Harvard Course Yields Education Entrepreneurs

Education Week:
When Stacey M. Childress began teaching a course on educational entrepreneurship at the Harvard Business School three years ago, she anticipated that a few graduates each year would make the leap into the education sector. But, to her surprise, the course has proved to be a breeding ground for the next generation of educational risk-takers.

Recent graduates have gone on to found their own charter schools; work for the Broad and Bill & Melinda Gates foundations; help manage district redesigns in New York City and Oakland, Calif.; join Teach For America, the KIPP charter school network, and the Harlem Children’s Zone; and enter the education practices of mainstream consulting companies, among other ventures....
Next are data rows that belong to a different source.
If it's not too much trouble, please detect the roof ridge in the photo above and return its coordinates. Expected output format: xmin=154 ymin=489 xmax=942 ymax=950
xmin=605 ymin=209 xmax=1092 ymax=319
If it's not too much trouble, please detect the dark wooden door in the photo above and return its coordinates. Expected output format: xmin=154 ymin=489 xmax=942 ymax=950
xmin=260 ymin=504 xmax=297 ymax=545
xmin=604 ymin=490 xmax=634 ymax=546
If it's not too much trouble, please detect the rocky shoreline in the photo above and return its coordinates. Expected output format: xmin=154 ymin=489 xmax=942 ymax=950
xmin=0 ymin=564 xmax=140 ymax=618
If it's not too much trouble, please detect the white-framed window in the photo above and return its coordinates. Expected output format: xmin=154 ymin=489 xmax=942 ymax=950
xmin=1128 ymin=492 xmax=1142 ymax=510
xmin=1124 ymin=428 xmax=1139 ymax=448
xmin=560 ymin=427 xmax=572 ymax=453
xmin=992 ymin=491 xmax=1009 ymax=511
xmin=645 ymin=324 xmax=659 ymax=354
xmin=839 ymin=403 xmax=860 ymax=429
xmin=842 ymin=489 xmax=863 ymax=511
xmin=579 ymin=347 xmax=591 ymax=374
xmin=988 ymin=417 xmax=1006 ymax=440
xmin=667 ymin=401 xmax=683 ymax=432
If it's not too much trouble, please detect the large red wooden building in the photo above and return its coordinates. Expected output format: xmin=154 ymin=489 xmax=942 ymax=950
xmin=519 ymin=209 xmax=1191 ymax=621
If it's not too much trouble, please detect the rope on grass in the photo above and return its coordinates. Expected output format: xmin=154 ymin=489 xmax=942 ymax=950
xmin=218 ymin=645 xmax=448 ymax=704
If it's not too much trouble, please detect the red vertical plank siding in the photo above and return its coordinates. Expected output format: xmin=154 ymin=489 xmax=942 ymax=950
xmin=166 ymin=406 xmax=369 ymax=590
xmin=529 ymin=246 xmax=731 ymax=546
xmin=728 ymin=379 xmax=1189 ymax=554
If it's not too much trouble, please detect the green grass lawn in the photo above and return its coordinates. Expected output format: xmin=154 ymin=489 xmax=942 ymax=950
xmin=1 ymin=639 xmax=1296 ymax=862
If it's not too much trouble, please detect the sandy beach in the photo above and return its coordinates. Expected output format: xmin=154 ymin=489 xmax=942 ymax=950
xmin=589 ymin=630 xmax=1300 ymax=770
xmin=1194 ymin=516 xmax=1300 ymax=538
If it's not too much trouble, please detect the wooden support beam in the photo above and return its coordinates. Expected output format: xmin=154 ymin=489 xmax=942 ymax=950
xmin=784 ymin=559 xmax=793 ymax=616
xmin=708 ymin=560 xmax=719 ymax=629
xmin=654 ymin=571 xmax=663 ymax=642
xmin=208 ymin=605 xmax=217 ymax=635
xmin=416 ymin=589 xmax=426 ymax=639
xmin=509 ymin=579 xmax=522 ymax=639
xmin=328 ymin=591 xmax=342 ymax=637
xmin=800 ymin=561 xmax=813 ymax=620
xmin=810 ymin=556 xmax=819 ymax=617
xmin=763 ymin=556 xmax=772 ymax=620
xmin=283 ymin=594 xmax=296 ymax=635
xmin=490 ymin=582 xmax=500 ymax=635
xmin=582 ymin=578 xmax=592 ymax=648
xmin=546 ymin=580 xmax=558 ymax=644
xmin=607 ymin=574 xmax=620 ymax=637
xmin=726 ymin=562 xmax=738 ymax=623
And while some of those students enrolled in the course knowing that they wanted to enter the education field, for others it was a turning point. ...

“This isn’t an education course that happens to be at the business school,” said Ms. Childress, whose first job was teaching English at a public high school in Texas before she went to work in the electronics-security industry and, subsequently, co-founded a software company. “It’s an entrepreneurship course that happens to be focused on the education sector.

“It sits within our social-enterprise course offerings that are about starting, leading, and managing mission-driven organizations,” she said, “and it’s cross-listed with our entrepreneurship unit.” ...

But what sets the Harvard course apart, according to Kim Smith, a co-founder of the San Francisco-based NewSchools Venture Fund, a venture philanthropy working in education, is its focus on entrepreneurship as a way to think about redesigning the education system, “and really improving the system, not just starting a company for its own sake.”...

It’s framed around two central questions: Is there a link between effective leadership and management practices and higher educational outcomes? And, will the introduction of market principles—such as the transparency of performance data, accountability for results, and choices for customers—force change on the public system and lead to higher performance?